Aleksandr Scriabin, in full Aleksandr Nikolayevich Scriabin, Scriabin also spelled Skriabin, or Skryabin,
(born Dec. 25, 1871 [Jan. 6, 1872, New Style], Moscow, Russia—died
April 14 [April 27], 1915, Moscow), Russian composer of piano and
orchestral music noted for its unusual harmonies through which the
composer sought to explore musical symbolism.
Scriabin was trained as a soldier at the Moscow Cadet School from 1882
to 1889 but studied music at the same time and took piano lessons. In
1888 he entered the Moscow Conservatory, where he studied the piano with
V.I. Safonov and composition with Sergey Taneyev and Anton Arensky. By
1892, when he graduated from the conservatory, he had composed the piano
pieces that constitute his opuses 1, 2, 3, 5, and 7. In 1897 he married
the pianist Vera Isakovich and from 1898 until 1903 taught at the
Moscow Conservatory. He then devoted himself entirely to composition and
in 1904 settled in Switzerland. After 1900 he was much preoccupied with
mystical philosophy, and his Symphony No. 1, composed in that year, has
a choral finale, to his own words, glorifying art as a form of
religion. In Switzerland he completed his Symphony No. 3, first
performed under Arthur Nikisch in Paris in 1905. The literary “program”

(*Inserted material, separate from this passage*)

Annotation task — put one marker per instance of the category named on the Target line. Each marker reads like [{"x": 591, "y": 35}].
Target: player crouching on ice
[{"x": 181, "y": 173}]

of this work, devised by Tatiana Schloezer, with whom he had formed a
relationship after abandoning his wife, was said to represent “the
evolution of the human spirit from pantheism to unity with the
universe.” Theosophical ideas similarly provided the basis of the
orchestral Poem of Ecstasy (1908) and Prometheus (1911), which called
for the projection of colours onto a screen during the performance.
From 1906 to 1907 Scriabin toured the United States, where he gave
concerts with Safonov and the conductor Modest Altschuler, and in 1908
he frequented theosophical circles in Brussels. In 1909 he was
encouraged by the conductor Serge Koussevitzky, who both performed and
published his works, to return to Russia. By then he was no longer
thinking in terms of music alone; he was looking forward to an
all-embracing “Mystery.” This work was planned to open with a
“liturgical act” in which music, poetry, dancing, colours, and scents
were to unite to induce in the worshipers a “supreme, final ecstasy.” He
wrote the poem of the “Preliminary Action” of the “Mystery” but left
only sketches for the music.
Scriabin’s reputation stems from his grandiose symphonies and his
sensitive, exquisitely polished piano music. His piano works include 10
sonatas (1892–1913), an early concerto, and many preludes and other
short pieces. Although Scriabin was an idolater of Frédéric Chopin in
his youth, he early developed a personal style. As his thought became
more and more mystical, egocentric, and ingrown, his harmonic style
became ever less generally intelligible. Meaningful analysis of his work
only began appearing in the 1960s, and yet his music had always
attracted a devoted following among modernists.